Using Isotropix Clarisse and NVIDIA RTX, DNEG artists rendered graphics in hours instead of days. This allowed them to receive feedback on the visuals nearly instantly. It also helped increase their number of iterations, enabling final shots and high-quality images at a much quicker pace.
Enhancing Production Workflows With Virtualization
DNEG was one of the first studios to implement NVIDIA virtual GPUs at scale with NVIDIA RTX Virtual Workstation software. NVIDIA RTX-powered virtual workstations deliver incredible flexibility, allowing DNEG to adjust the number of users on a particular server based on the current workload.
Virtual machines are also cost effective.
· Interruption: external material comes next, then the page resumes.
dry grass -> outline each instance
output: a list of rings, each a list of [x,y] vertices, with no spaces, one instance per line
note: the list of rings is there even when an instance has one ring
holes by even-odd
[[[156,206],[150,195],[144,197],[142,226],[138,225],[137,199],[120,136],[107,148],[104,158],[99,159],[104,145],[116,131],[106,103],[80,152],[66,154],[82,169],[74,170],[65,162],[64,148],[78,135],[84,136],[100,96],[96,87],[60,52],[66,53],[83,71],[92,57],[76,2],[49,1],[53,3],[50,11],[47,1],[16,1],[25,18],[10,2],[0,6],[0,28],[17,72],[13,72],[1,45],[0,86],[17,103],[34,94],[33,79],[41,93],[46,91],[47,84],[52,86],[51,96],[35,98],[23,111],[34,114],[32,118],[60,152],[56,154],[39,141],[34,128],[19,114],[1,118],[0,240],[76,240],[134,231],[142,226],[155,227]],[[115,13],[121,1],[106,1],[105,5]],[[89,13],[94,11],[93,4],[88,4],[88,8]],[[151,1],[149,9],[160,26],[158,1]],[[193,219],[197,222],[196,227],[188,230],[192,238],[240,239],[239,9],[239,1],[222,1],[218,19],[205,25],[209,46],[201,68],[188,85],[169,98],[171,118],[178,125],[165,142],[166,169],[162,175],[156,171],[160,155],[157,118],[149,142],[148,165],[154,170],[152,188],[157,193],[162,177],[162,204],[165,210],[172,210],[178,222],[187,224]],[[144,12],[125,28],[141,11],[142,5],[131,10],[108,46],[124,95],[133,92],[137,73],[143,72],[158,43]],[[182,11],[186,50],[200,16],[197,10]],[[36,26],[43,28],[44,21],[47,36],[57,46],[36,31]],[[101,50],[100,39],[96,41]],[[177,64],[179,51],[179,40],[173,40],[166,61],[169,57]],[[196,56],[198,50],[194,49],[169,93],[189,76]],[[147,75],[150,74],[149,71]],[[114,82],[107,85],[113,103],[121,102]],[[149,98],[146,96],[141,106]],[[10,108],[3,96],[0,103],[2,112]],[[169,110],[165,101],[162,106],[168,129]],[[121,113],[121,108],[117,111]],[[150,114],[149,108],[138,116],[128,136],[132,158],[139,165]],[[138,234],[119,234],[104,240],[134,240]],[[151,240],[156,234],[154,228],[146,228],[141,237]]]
As newer GPUs and expanded software packages enter the data center, DNEG can deploy these to its users to maintain optimal performance for each artist.
“To give our artists more compute power, we can easily increase NVIDIA vGPU profile sizes and reduce the number of users we put on each server,” said Daire Byrne, global head of systems at DNEG. “We don’t need to replace any equipment to keep working with maximum performance.”
And because creators can securely log into RTX-powered virtual workstations from anywhere in the world, DNEG artists can work remotely, while still maintaining high productivity.
“Every show we get is different from the last, and NVIDIA RTX Virtual Workstations let us scale the memory and performance characteristics up or down to meet the needs of our artists,” said Byrne.
Living in the Future of Virtual Worlds
DNEG continues its pioneering work with NVIDIA Omniverse Enterprise as the studio looks to the future of connected, collaborative workflows.
“The virtual world is where filmmaking is going,” said Salvini. “We now have advanced tools and technologies that are capable of delivering photorealistic virtual environments and digital characters, allowing us to create incredible, beautiful stylized worlds.”
With the shift toward real-time technology and more seamless, collaborative content creation pipelines, DNEG sees greater opportunities to interact with the filmmakers and art teams across the globe. This will allow for many more iterations to accomplish artistic goals in a fraction of the time.
DNEG uses Omniverse Enterprise with Dell Precision workstations with NVIDIA RTX A6000 GPUs, and Dell PowerEdge R7525 servers with NVIDIA A40 GPUs.